A cancer drug based on a tumor-killing virus made tumors disappear or at least shrink by half for at least six months, and has for the first time succeeded in a late-stage clinical trial.
Amgen, which is developing the drug, said late Tuesday that it had met the primary goal of a Phase 3 clinical trial in patients with advanced melanoma, the deadliest type of skin cancer. The company reports that 16 percent of the patients who received TVEC experienced tumor shrinkage that persisted for six months compared with only 2 percent in a control group that received a treatment based on GM-CSF, a protein that stimulates the immune system.
The drug works in two complementary ways by combining a gene snippet meant to stimulate the body's immune system with a modified version of the herpes simplex virus, the kind that causes mouth cold sores.

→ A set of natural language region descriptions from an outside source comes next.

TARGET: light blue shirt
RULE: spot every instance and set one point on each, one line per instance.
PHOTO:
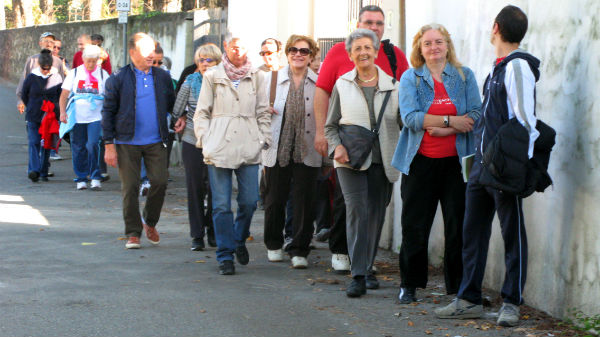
(147, 129)
(415, 97)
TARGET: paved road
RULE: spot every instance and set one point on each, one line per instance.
(64, 271)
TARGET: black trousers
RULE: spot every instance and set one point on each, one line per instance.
(431, 180)
(482, 202)
(196, 179)
(278, 181)
(338, 243)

The TVEC is injected directly into tumor tissue, where it divides into copies repeatedly until the membranes, or outer layers, of the cancer cells burst, destroying them. Meanwhile, the gene snippet churns out a protein to stimulate a systemic immune response to kill melanoma cells in the tumor and elsewhere in the body.
"These are the first (late-stage) results of this novel approach to cancer therapy," Dr. Sean E. Harper, head of research and development at Amgen, said in a statement. "A high unmet need exists in melanoma and we believe the innovative mechanism of action of talimogene laherparepvec may offer a promising approach for these patients."
Melanoma is one of the most aggressive skin cancers. It causes 75 percent of all skin cancer deaths, even though the roughly 132,000 new melanoma cases around the world each year amount to less than 5 percent of all skin cancer cases.